Although he died more than four decades ago, Frankie Lymon’s name is still familiar to many music fans. But they might not realize how much Lymon inspired later R&B musicians, including many who became part of the Motown revolution — among them Michael Jackson and the Jackson Five, whose style was very similar.
Lymon’s life ended sadly at just age 25, but in the early years it certainly had its moments. Although his parents were hard-working and respectable, the family was poor and he spent a lot of time on the streets, sometimes finding part-time jobs to make a little cash. It’s been said that by the time he was 10 or 11 he was even hustling for hookers — and learning the facts of life first hand.

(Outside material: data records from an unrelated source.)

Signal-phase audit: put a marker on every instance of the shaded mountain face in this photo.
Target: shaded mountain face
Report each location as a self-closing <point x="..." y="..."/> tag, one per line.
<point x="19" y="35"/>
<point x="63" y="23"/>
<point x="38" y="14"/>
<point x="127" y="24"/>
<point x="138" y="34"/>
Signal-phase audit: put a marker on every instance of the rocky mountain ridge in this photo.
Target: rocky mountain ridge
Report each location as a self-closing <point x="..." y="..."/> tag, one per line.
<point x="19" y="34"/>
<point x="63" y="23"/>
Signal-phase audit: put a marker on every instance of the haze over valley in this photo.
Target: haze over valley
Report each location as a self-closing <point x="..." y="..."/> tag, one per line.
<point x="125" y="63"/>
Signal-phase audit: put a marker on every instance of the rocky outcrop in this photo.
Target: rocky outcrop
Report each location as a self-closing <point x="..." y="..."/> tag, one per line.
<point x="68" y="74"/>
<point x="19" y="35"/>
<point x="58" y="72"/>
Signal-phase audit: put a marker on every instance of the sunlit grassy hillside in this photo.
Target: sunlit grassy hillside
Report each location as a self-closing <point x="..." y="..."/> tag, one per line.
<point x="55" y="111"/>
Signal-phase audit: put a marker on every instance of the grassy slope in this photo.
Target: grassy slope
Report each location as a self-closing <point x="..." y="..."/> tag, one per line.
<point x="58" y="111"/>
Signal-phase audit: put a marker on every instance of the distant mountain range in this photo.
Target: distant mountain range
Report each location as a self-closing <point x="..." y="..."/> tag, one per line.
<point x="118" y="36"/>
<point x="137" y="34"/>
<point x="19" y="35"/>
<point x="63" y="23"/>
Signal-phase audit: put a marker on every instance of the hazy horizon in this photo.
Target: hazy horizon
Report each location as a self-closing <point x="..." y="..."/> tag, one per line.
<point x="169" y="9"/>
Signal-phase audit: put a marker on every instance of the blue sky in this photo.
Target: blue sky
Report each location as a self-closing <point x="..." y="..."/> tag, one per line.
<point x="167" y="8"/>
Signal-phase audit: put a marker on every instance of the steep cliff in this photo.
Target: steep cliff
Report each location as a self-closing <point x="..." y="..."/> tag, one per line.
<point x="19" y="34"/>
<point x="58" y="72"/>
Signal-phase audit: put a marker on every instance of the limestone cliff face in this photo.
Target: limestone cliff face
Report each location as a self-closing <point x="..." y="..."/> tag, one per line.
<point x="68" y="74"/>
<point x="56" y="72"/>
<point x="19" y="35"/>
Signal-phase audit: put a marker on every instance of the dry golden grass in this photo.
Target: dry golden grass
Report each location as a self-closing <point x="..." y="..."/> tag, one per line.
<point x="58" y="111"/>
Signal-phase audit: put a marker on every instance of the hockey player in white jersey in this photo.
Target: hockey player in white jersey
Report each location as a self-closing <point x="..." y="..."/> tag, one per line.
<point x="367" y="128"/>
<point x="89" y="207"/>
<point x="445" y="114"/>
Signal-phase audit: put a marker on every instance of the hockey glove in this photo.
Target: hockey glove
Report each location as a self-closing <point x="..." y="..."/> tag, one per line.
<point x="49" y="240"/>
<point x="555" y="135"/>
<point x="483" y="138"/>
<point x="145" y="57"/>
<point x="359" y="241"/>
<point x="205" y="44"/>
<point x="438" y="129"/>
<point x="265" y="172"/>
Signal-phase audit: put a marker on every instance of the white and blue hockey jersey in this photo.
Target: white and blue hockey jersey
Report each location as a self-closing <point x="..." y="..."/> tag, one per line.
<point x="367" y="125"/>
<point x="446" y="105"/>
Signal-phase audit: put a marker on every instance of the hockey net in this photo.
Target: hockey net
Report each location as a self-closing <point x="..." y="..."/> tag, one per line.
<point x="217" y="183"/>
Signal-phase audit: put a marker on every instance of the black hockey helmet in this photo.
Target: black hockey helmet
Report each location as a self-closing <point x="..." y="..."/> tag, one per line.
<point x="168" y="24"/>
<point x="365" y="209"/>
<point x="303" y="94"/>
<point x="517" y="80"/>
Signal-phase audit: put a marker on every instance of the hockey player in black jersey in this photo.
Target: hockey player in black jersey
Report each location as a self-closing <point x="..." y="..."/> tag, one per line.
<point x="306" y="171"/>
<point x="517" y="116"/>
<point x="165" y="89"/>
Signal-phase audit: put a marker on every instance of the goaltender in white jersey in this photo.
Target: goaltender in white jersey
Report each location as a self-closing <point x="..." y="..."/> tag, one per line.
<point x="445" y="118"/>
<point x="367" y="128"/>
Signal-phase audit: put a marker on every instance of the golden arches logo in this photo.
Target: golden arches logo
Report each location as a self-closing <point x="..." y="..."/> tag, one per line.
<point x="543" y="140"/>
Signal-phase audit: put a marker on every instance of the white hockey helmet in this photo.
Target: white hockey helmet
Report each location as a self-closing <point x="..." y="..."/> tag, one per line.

In any case, he was just 12 when he began hanging around some of the mid-1950s doo-wop groups in his Harlem neighborhood, and he soon joined one of them. He’d turned 13 and was the lead singer by the time the newly-christened Teenagers recorded their first and biggest hit, “Why Do Fools Fall in Love,” and it wasn’t long before Frankie and the guys were rocketing to the top. Young Frankie’s singing drew a lot of the attention, but for added attention he was also promoted as the song’s composer. That would be later be disputed in court, but for the moment everybody just rode the rising wave.
But it was to be a short-lived ride. After making a lot of records and hitting the Top Ten with several, including “I Want You To Be My Girl” and “The ABCs Of Love,” the group feuded and broke up during a tour of Europe in 1957. The Teenagers would continue to plug along for several years with varying personnel but not much success. Lymon’s solo career started well but went mostly downhill, probably helped along by drug problems and personal entanglements. In fact, it was the latter that would still be felt long after his death from drugs in 1968, when various wives, girlfriends, and others went to court over the rights to his estate — but his musical legacy still inspired countless R&B stars.